Polis Barikatlarını Aşan İşçiler İkiz Kulelerin Önünde
Keskin’in konuşmasının ardından işçiler"Direne Direne Kazanacağız" sloganıyla kulelerin önüne yürüyüşünü başlattı. Yürüyüşün önü polis kalkanlarıyla kesilerek engellenmek istendi. Enerji işçilerinin yürüyüşüne İnşaat-İş, Dev Yapı İş, Dev Turizm İş, Halkevleri, siyasi partiler ve demokratik kitle örgütleri de destek verdi. Polisin kalkanlarla iterek işçileri engellemeye çalışması sırasında yere düşenler darba uğrayanlar olsa da işçiler sloganlarını hiç kesmeden polis barikatını aşarak kulelerin önüne ulaştı.

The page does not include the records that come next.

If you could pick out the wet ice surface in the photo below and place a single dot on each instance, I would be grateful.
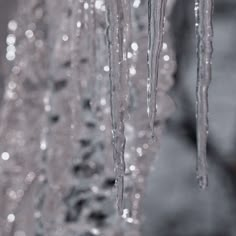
(172, 187)
(176, 206)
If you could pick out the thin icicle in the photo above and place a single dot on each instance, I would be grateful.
(118, 87)
(156, 18)
(75, 37)
(204, 35)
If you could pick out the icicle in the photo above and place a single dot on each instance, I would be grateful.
(204, 35)
(118, 87)
(75, 33)
(156, 18)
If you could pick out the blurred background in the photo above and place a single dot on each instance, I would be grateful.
(173, 204)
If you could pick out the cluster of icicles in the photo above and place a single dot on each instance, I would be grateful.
(118, 33)
(118, 38)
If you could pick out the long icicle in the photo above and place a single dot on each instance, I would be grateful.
(118, 88)
(156, 18)
(204, 35)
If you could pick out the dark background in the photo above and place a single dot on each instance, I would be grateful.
(173, 205)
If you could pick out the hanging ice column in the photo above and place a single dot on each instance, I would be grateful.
(117, 43)
(156, 18)
(204, 35)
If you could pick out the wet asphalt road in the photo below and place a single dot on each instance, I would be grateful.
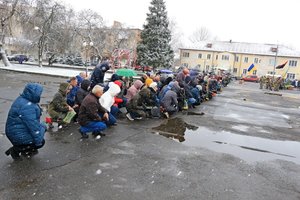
(235, 151)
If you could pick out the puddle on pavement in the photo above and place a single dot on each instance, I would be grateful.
(248, 148)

"Haklarımızı Burada Da Talep Edeceğiz"
İlk olarak konuşan Enerji Sen İç Anadolu Bölge Temsilcisi Osman Çokaman, işçilerin geri işe alınması için mücadele yürüttüklerini belirterek, "Sorularımızı burada da soracağız, haklarımızı burada da talep edeceğiz. Ama en çok da işçi arkadaşlarımız, yıllardır iş kazalarında yaralanan, hayatını kaybeden direk tepelerinde kentleri aydınlatmak için uğraşan, trafolara giren, arızalarını gideren, afet bölgelerinde gece gündüz çalışan enerji işçisi arkadaşlarımız konuşacak" dedi.
"İşten Atılma Korkusuyla İşe Gitmek İstemiyoruz"
Ardından Enerji Sen kurucu üyelerinden Kamil Kartal, 30 gündür Sabancı Holding'den haksız yere işten atılan 6 işçi için mücadele ettiklerini, yasalarda bulunan haklarını kullanmaya ve bunları almaya çalıştıklarını fakat bana karşı sermaye güçlerinin yasadışı uygulamalarıyla karşılaştıklarını söyledi
"Hakkını arayan işçileri yasadışı bir biçimde ezmeye çalışıyorlar korkutmaya çalışıyorlar sindirmeye çalışıyorlar" diyen Kartal işçilerr "Korkuyor muyuz arkadaşlar?" diye sordu. İşçiler de güçlü bir şekilde "Hayır!" diye yanıtladı.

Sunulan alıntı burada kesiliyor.